A notable characteristic of tropical highland landscapes is the presence of well defined ecotones between adjacent ecosystems at high elevations (Vuilleumier & Simberloff, 1980; Sarmiento, 2021). This sudden change in the vegetation physiognomy is attributed mainly to differences in climatic and edaphic conditions (Luteyn, 2005). The highest mountain environments above the treeline are unsuitable habitats for most organisms that inhabit adjacent tropical forests at lower elevations (Luteyn, 2005; Körner, 2021). It has been suggested that changes in the composition of plant communities along altitudinal gradients may be determined by environmental filtering, since increasing altitudes are often associated with harsh conditions for life (Laiolo & Obeso, 2017). Hence, only a relatively low number of species have been capable of adapting to the prevailing abiotic conditions at high altitudes, resulting in a general decline in species richness but an increase in endemism (Billings, 1974; Rada, Azócar & García-Núñez, 2019; Madriñán, Cortés & Richardson, 2013). In the Neotropics, the Paramo exemplifies a high elevation ecosystem; this habitat is typically composed of low herbaceous and shrubby vegetation whose physiognomy drastically contrasts with the arboreal vegetation that dominates the adjacent Montane Forests (Smith & Young, 1987; Luteyn, 2005).

Most of the neotropical Paramos (including the Puna) are found in South America and cover a large proportion of the highlands of the Andes mountain range (Madriñán, Cortés & Richardson, 2013). In Central America, the Paramo vegetation is restricted to highly isolated and small natural fragments on the highlands of the Talamanca mountain range that extends from Costa Rica to western Panama (Kappelle & Horn, 2016). As a result, South American Paramos have been the focus of research on a variety of topics, including plant physiology (Rada, Azócar & García-Núñez, 2019), avian evolution (Vuilleumier, 1969), vegetation (Valencia et al., 2018) and butterfly distribution (Pyrcz et al., 2016); whereas research in Central American Paramo ecosystem is still limited (Körner, 2021). A book published by Kappelle & Horn (2005) included information on the natural history of many taxa from the Costa Rican Paramo, but information on the ecology and evolution of most taxonomic groups was anecdotal or based on non-systematic samplings.
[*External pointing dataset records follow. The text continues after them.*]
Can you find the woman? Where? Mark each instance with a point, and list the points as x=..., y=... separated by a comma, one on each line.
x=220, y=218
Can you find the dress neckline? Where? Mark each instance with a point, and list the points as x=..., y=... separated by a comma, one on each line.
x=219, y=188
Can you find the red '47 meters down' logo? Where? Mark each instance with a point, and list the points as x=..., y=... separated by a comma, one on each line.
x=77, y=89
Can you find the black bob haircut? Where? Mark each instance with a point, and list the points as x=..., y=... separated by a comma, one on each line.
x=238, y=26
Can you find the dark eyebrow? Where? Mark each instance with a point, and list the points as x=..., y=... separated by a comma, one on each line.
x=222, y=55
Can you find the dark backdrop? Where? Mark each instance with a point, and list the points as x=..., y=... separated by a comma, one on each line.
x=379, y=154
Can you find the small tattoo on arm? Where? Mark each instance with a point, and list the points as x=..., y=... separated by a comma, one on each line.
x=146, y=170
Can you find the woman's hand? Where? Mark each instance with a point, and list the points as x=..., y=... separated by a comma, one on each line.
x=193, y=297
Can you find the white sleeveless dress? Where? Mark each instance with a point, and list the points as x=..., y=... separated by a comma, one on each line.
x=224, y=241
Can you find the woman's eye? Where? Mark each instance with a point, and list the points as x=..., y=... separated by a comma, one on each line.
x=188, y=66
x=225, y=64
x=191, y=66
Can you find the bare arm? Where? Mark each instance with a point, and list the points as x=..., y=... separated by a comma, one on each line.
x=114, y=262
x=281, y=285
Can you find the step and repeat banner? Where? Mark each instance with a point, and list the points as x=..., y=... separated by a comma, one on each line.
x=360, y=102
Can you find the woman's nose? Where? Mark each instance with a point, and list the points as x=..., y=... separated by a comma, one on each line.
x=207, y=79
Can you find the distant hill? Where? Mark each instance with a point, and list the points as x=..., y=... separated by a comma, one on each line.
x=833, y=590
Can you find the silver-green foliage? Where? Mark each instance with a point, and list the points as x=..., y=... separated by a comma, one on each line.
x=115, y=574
The species diversity turnover of plants and other taxonomic groups along altitudinal gradients has been studied worldwide and, in general, richness in all groups decreases with elevation, but endemism increases (Wolda, 1987; Navarro, 1992; Lieberman et al., 1996; Vetaas & Grytnes, 2002; Khuroo et al., 2011; Steinbauer et al., 2016; Monro, Bystriakova & Gonzalez, 2017). There are also changes in abiotic conditions such as a reduction in availability of surface area, atmospheric pressure, air temperature, and increasing UV radiation at higher elevations (Körner, 2007). For sessile organisms such as plants, these environmental gradients impose severe constraints on growth, survival, flowering and fruiting phenology, which may influence the feeding behavior and reproduction of associated organisms such as insects and birds. Tropical highland ecosystems are also characterized by a marked seasonal variation in rainfall and daily temperatures between the dry and rainy seasons (Sarmiento, 1986). Seasonality is a proximal factor that can regulate plant phenology (Borchert, 1983; Reich & Borchert, 1982; Reich & Borchert, 1984; Cavelier et al., 1992; Smith & Young, 1987), and therefore may constrain floral resource availability for floral visitors.

In the Costa Rican highland ecosystems, plant richness also declines rapidly with elevation, particularly at mountain summits (Lieberman et al., 1996; Estrada & Zamora, 2004; Barrantes, Chacón & Hanson, 2019; Monro, Bystriakova & Gonzalez, 2017). However, information on the dynamics of floral resources availability (i.e., flowering phenology patterns) at the community level remains undocumented. Patterns of plant reproductive phenology may be related to the variation in floral resource availability and changes in the community composition of floral visitors throughout the year.

Flowering plants may be classified into different pollination syndromes based on a set of floral traits (e.g., morphology, color, odor, size, rewards, and anthesis time) (Faegri & Van der Pijl, 1979; Rosas-Guerrero et al., 2014). Most plant species inhabiting highland tropical ecosystems can be classified into insect-pollinated (bees and flies), bird-pollinated and insect + bird-pollinated pollination syndromes. Evidence suggests that as elevation increases, flower-visitor diversity, population abundance, and foraging activity decreases (Arroyo, Armesto & Villagran, 1981; Gómez-Murillo & Cuartas-Hernández, 2016). However, there is no information on the availability of floral resources in relation to the type of floral visitors in Central American highland ecosystems.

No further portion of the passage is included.